Fuck. Geralt runs his hand over his face, tries to brush away the restless unease. 

He’s not carrying any corpses around. Unless his potion ingredients have decided to come back to haunt the living, there is no damn way Geralt can be haunted. Even if he were, why the hell would some mage he’s never met be torn apart and not Geralt. Two mages. Maybe it _is_ the potion ingredients. 

Geralt casts Yrden around himself and settles down to meditate, knowing he won’t be able to fall asleep that night. The hair at the back of his neck feels permanently raised by now. 

Nothing attacks him. 

‘– _Geralt!_ ’ Almost a week later he’s awakened from sleep by a shout that echoes around him when he opens his eyes. For a moment he tries to follow the echoes, to keep them close and untangle all the ways they sound like they belong. Like he knows them and knows he can’t let go or he’ll lose something he can’t– 

There’s a sound, someone stepping on a branch, Roach shaking her head unhappily. Geralt wakes up more and reaches for his sword. 

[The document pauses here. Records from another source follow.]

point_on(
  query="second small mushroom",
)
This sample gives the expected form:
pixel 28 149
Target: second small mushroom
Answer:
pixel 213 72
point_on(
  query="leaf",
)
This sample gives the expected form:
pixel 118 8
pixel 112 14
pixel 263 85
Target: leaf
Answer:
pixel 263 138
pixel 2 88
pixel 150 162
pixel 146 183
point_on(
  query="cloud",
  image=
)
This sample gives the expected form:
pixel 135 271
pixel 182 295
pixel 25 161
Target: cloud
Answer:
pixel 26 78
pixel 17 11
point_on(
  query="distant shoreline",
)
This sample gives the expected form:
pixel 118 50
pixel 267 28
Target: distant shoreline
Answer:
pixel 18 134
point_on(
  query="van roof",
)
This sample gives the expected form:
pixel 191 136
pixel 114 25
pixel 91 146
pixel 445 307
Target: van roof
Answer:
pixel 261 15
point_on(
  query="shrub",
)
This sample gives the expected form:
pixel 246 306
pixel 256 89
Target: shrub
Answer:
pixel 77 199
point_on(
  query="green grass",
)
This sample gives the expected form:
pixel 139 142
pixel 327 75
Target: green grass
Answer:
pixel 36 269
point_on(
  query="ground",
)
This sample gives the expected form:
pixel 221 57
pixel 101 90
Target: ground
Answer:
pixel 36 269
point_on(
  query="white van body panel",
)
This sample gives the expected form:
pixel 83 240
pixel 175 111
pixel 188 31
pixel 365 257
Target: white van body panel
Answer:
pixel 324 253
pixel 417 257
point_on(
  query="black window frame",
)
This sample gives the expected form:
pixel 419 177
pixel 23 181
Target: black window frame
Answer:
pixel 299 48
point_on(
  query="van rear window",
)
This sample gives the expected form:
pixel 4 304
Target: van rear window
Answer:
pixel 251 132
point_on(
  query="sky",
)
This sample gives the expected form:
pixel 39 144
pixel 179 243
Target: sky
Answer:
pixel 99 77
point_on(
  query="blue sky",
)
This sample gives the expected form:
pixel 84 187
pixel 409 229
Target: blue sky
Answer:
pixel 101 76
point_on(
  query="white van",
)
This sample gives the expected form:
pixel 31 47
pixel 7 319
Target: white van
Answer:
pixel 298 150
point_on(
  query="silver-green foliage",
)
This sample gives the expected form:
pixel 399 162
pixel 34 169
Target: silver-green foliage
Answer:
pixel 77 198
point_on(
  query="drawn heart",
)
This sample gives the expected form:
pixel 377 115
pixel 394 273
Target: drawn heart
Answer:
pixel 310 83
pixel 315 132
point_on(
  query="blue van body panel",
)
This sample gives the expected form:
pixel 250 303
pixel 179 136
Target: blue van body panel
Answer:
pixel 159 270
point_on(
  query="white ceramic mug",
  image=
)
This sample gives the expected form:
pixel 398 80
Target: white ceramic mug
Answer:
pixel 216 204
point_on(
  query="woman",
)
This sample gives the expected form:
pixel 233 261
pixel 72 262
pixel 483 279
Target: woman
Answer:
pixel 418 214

Several men burst into the clearing, the embers of last night’s fire enough for Geralt to see, but he casts a quick Igni to blind his attackers. It gives him enough of a distraction to roll away from his blankets, get up and cut down one of them, push another into what’s left of the fire. The rest of them recover fast and attack him. Good swords, acceptable stances. Know how to fight in a group without getting in each other’s way. Mercenaries and not bad ones. 

Geralt is better. 

He cuts down a man too slow to to draw back after a parry, swings low and then high, brings down two more, flicks away an arrow, turns to the last of the swordsmen–– 

Someone is there, Geralt’s silver sword in hand, pulling it out of the chest of a mercenary. She, it, _she_ turns around and – Geralt knows her. He knows her and for a moment he’s frozen in disbelief. 

She turns around, hair like a soft cloud around her head still, the same eyes, and a smile he _knows_. 

“Would you look at that,” Renfri says. Smiles wider, sharper, a glint in her eyes as she watches the sword in her hand with joyful wonder. Then her eyes snap up and she throws the sword. Geralt doesn’t flinch, doesn’t look away from her. A choked off sound and a thud behind him lets him know where the sword’s gone. 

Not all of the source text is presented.